System: Serosal Membranes: Peritoneum: Benign: Gliomatosis Peritonei
Normal lobules of omental fat are seen, and the architecture is not disturbed by the presence of scattered nodules of glial tissue.
The glial nodule is composed of orderly bundles of spindled cells.
A higher power view of mature-appearing glial tissue forming a fairly well-demarcated nodule in the omentum.
The glial nodule consists of cells with round to spindled nuclei set in a fibillary background. Scattered lymphocytes are also present.
Gliomatosis peritonei is characterized by implantation of nodules of glial tissue on the peritoneal surfaces of patients with mature or immature ovarian teratomas. It is important to recognize this entity as the greyish nodules can have a miliary pattern over the peritoneal surfaces because they may be mistaken for either peritoneal tuberculosis or peritoneal carcinomatosis (Muller).
DNA analysis demonstrates genetic differences (allelic variation) between the ovarian tumor and the glial implants, which suggests multiple independent tumors arising from submesothelial stem cells rather than true tumor recurrence/spread (Best, Ferguson).
Muller and colleagues (2002) conducted a review of all GP cases in the literature and found that 86 cases have been reported thus far. The glial nodules are usually composed of mature glial tissue 1-3 mm in diameter, but may be significantly larger (up to 3.5 cm). The average age at diagnosis is 15.4 years with a range 10 months to 46 years.
It appears the majority of gliomatosis peritonei remain asymptomatic and persist for many years without any changes. In some cases, they undergo fibroblastic transformation and disappear. In a subset of patients, they can transform into malignant glial or teratomatous tissue (e.g. glioblastoma multiforme) and lead to death (Muller).

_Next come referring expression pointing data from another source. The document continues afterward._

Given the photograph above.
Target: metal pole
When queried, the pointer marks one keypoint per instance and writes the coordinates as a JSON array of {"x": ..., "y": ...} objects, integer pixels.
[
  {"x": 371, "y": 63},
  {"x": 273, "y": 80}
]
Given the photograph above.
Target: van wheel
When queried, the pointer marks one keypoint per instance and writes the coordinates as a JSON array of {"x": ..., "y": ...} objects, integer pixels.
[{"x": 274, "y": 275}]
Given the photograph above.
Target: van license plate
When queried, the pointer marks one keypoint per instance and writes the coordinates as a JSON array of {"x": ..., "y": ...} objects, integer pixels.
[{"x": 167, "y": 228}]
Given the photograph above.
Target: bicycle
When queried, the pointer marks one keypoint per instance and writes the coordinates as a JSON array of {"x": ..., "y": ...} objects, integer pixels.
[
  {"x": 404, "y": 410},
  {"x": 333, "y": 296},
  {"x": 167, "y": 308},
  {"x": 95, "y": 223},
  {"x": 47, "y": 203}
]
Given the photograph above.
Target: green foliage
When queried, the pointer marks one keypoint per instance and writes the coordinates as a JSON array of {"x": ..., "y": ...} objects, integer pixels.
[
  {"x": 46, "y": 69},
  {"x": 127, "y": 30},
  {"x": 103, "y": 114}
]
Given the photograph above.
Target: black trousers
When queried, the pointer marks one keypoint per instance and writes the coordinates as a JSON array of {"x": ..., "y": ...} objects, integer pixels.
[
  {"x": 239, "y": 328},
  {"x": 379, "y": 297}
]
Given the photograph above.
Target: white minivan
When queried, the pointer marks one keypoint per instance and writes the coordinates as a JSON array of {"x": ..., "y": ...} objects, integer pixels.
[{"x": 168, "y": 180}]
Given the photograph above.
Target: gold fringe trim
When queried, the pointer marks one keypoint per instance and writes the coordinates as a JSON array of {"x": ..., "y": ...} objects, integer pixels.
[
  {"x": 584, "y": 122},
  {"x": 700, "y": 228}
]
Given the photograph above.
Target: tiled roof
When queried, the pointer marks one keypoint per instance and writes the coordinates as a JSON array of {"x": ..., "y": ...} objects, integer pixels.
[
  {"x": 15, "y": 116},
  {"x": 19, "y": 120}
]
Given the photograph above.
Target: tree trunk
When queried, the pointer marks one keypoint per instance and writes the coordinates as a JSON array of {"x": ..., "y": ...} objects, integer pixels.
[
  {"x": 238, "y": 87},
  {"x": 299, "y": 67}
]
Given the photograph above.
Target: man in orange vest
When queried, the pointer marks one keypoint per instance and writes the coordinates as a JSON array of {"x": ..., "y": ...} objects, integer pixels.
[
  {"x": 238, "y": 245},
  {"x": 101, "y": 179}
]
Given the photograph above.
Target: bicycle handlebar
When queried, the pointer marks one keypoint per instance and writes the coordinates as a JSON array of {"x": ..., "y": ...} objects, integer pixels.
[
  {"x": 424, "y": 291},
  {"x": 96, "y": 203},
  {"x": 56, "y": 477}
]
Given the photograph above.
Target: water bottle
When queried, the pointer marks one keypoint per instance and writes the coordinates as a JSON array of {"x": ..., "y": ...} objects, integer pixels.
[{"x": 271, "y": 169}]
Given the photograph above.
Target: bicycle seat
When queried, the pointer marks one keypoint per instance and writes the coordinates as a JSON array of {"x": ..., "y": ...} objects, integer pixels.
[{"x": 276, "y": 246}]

Of the 86 cases reviewed by Muller and colleagues, 11 fatal cases were reported. The grade of the ovarian teratomas in these fatal cases were as follows: grade I (3), grade 2 (2), grade III (6). Thus, higher grade immature teratomas seem to predominate in situations where the glial implants become malignant.
Note that there are some differences between authors as how to grade immature ovarian teratomas, but mostly, higher mitotic activity and increased presence of immature elements (predominantly neuroepithelium) indicates a higher grade tumor (Muller).
Ferguson AW, Katabuchi H, Ronnett BM, Cho KR. Glial implants in gliomatosis peritonei arise from normal tissue, not from the associated teratoma. Am J Pathol. 2001 Jul;159(1):51-5.
Kwan MY, Kalle W, Lau GT, Chan JK. Is gliomatosis peritonei derived from the associated ovarian teratoma? Hum Pathol. 2004 Jun;35(6):685-8.
Müller AM, Söndgen D, Strunz R, Müller KM. Gliomatosis peritonei: a report of two cases and review of the literature. Eur J Obstet Gynecol Reprod Biol. 2002 Jan 10;100(2):213-22.